Dal girone di ferro al derby in semifinale: l’Inter in Champions è una favola

L’Inter è in finale di Champions League per la sesta volta nella sua storia. Una semifinale senza storia, un euroderby controllato senza troppi patemi dal primo minuto al 180esimo.

Eppure, era tutto partito da un sorteggio terribile ai gironi. Il Viktoria Plzen, Il Bayern Monaco e il Barcellona, il girone di ferro, i sorrisi beffardi delle rivali, la faccia pietrificata di Zanetti a Nyon. Sembrava tutto già finito prima di iniziare, gli ottavi sembravano un lontano miraggio, complice la terza fascia dovuta allo scudetto buttato in malo modo la stagione precedente. 

Eppure, l’Inter si gioca il passaggio del turno vincendo a San Siro contro i catalani con un colpo da biliardo di Calhanoglu e pareggia al Camp Nou rischiando addirittura di fare bottino pieno. Poi il Porto, il Benfica, il Milan. Arriva un pizzico di fortuna nei sorteggi e i nerazzurri si ritrovano un volo prenotato per Istanbul.

Un risultato impronosticabile, la Gioconda di Simone Inzaghi che ha saputo svoltare una stagione che si era indirizzata verso il fallimento trasformandola in una stagione storica per il club. Come nelle favole.

Lautaro festeggia dopo il gol segnato contro il Milan

A rendere più grande l’impresa dell’Inter di Inzaghi è stato proprio il doppio confronto con il Milan. 20 anni dopo i nerazzurri si prendono la rivincita e si riprendono Milano. C’era tanto in gioco, troppo, dopo tutti i trascorsi e le frizioni. Tutto spazzato via in 180 minuti, una generazione segnata dal 2003 che torna a festeggiare.

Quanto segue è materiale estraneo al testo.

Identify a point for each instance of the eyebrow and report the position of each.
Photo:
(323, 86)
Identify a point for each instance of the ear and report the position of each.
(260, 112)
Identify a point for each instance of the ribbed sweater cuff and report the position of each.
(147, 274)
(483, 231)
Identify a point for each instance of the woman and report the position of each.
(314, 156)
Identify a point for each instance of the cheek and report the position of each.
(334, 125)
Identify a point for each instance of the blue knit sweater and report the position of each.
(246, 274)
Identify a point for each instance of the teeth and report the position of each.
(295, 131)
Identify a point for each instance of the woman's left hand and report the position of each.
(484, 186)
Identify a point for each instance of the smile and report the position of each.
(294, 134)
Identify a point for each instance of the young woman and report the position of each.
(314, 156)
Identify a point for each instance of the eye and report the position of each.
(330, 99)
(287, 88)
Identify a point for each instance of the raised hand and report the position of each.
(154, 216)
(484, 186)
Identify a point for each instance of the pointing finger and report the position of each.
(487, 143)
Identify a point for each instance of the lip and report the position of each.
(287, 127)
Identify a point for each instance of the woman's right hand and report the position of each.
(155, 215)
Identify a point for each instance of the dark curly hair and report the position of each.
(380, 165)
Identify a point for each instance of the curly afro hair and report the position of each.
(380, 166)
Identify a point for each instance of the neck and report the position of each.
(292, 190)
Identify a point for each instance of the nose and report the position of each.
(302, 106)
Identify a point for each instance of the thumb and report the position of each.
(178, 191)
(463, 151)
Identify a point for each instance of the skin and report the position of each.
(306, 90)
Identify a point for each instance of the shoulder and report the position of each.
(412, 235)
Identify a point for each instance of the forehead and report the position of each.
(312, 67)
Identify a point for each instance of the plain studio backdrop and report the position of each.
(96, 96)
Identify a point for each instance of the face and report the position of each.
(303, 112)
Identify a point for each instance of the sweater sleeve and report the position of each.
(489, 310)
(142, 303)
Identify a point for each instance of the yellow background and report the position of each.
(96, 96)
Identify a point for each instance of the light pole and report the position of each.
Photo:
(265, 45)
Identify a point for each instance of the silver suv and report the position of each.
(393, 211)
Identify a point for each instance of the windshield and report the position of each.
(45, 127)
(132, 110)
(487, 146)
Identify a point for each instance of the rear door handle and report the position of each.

Inter, il sogno Champions di Istanbul

L’Inter si presenterà a Istanbul da assoluta sfavorita, qualunque sarà l’avversaria tra il Real Madrid e il Manchester City. Saranno 24 giorni in cui dovunque si conteranno i gol che i nerazzurri prenderanno in finale, come è giusto che sia vista la differenza di rose tra le squadre.

Ma l’Inter ha il dovere e il potere di affrontare la partita con la sfrontatezza della sfavorita che non ha niente da perdere, al contrario dell’Ancelotti o del Guardiola di turno. Perché, come disse qualcuno 13 anni fa, per loro è un’ossessione, per noi è un sogno.